In Saint Vincent & The Grenadines (SVG), the only sovereign OECS-country that doesn’t offer a citizenship by investment program (CIP), the question of whether a program will open remains starkly dichotomous: If the incumbent party remains in power, a CIP is out of the question; If the opposition gains control, the launch of a CIP is a fait accompli.
Prime Minister of SVG, Dr. Ralph Gonsalves, reiterated his non-negotiable stance on citizenship by investment on an Antiguan radio program over the weekend.
“The highest office in the land is that of citizen, higher than governor general, higher than prime minister, it’s not for sale,” said Gonsalves, according to Antigua Observer. “It’s not a commodity for sale, and the passport is the outward sign of the inward grace of citizenship, and that too is not for sale.”
Of the six independent OECS member countries – Saint Vincent & The Grenadines, Saint Kitts & Nevis, Antigua & Barbuda, Grenada, Saint Lucia, and Dominica (Montserrat is also a full member but is a British Overseas Territory and cannot, therefore, act with full autonomy on the question of immigration law) – SVG is the final holdout on citizenship by investment, largely due to PM Gonsalves’ repeated refusals to even consider such a program since he came to power in 2010.
“I have a disagreement with my colleagues in the OECS,” Gonsalves said as he repeated that he does not condone the CIP. “It’s a question of principle,” he added.
The main opposition party, meanwhile, continues to call for a CIP, and its leader, Godwin Friday, has previously claimed the country is missing out on “billions” by not having a CIP and that not instating one amounts to an “almost criminal” act.
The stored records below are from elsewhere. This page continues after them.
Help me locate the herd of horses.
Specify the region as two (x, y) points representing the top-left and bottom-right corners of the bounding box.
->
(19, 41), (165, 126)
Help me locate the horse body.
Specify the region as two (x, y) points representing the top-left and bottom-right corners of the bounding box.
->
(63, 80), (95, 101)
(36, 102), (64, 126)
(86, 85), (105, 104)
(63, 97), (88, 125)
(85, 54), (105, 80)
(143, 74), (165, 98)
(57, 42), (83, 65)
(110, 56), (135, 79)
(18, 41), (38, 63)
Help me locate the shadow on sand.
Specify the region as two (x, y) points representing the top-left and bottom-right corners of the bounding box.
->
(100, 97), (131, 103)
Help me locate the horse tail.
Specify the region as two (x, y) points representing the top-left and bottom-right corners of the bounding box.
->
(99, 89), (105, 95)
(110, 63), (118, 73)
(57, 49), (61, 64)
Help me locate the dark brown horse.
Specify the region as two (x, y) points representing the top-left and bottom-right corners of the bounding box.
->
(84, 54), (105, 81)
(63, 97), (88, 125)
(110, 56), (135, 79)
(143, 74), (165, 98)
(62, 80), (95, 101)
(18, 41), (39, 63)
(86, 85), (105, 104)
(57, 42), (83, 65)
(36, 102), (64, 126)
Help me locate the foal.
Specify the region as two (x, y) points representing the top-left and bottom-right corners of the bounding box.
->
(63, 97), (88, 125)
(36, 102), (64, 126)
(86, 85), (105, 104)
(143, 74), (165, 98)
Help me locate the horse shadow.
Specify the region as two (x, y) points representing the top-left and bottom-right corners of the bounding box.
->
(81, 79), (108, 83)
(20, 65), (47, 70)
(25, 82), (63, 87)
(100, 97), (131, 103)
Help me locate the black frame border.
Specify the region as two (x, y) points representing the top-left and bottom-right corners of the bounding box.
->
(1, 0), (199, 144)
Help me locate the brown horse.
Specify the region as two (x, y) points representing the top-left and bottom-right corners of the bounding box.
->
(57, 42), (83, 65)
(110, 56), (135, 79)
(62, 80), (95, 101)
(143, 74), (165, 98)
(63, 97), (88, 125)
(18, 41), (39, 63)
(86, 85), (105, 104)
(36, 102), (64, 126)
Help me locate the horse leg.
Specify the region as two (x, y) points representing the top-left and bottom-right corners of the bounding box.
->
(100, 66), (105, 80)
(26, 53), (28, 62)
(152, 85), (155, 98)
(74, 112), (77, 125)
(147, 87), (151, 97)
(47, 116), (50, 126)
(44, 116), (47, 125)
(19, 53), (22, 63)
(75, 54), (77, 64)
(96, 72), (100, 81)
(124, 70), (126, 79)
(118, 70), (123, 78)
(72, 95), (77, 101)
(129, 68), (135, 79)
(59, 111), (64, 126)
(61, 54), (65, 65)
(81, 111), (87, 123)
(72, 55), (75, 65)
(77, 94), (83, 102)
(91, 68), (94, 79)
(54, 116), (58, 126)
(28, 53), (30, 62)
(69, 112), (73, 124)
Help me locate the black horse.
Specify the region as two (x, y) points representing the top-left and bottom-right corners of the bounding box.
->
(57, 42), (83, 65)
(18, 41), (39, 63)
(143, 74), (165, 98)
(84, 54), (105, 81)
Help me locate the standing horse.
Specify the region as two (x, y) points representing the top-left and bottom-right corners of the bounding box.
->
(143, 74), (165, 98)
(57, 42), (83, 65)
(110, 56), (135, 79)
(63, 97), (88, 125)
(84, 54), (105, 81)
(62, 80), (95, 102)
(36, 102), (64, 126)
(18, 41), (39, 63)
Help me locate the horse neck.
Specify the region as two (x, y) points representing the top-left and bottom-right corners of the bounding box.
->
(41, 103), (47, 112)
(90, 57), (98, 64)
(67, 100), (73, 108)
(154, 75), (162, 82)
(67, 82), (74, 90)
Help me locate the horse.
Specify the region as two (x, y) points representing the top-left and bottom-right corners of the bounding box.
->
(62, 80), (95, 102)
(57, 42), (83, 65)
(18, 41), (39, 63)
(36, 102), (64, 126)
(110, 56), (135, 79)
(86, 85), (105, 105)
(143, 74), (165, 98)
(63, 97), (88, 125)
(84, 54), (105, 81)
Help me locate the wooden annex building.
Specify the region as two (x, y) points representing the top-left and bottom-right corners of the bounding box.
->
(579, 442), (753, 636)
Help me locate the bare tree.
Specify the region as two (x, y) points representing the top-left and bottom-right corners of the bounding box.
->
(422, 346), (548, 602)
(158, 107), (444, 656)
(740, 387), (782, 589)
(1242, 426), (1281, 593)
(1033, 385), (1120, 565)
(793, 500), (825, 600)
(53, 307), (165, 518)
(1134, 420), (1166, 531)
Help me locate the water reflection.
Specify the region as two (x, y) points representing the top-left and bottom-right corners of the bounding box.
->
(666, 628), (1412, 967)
Should his party win the reins of power in the next election, the launch of a CIP is virtually a done deal.
The United Labor Party is currently three years into a mandate that started in 2015, and rumors that the incumbent Prime Minister may call a snap election soon have been rife in recent months after he commissioned a poll on the topic late last year, in which he indicated his party had come out favorably.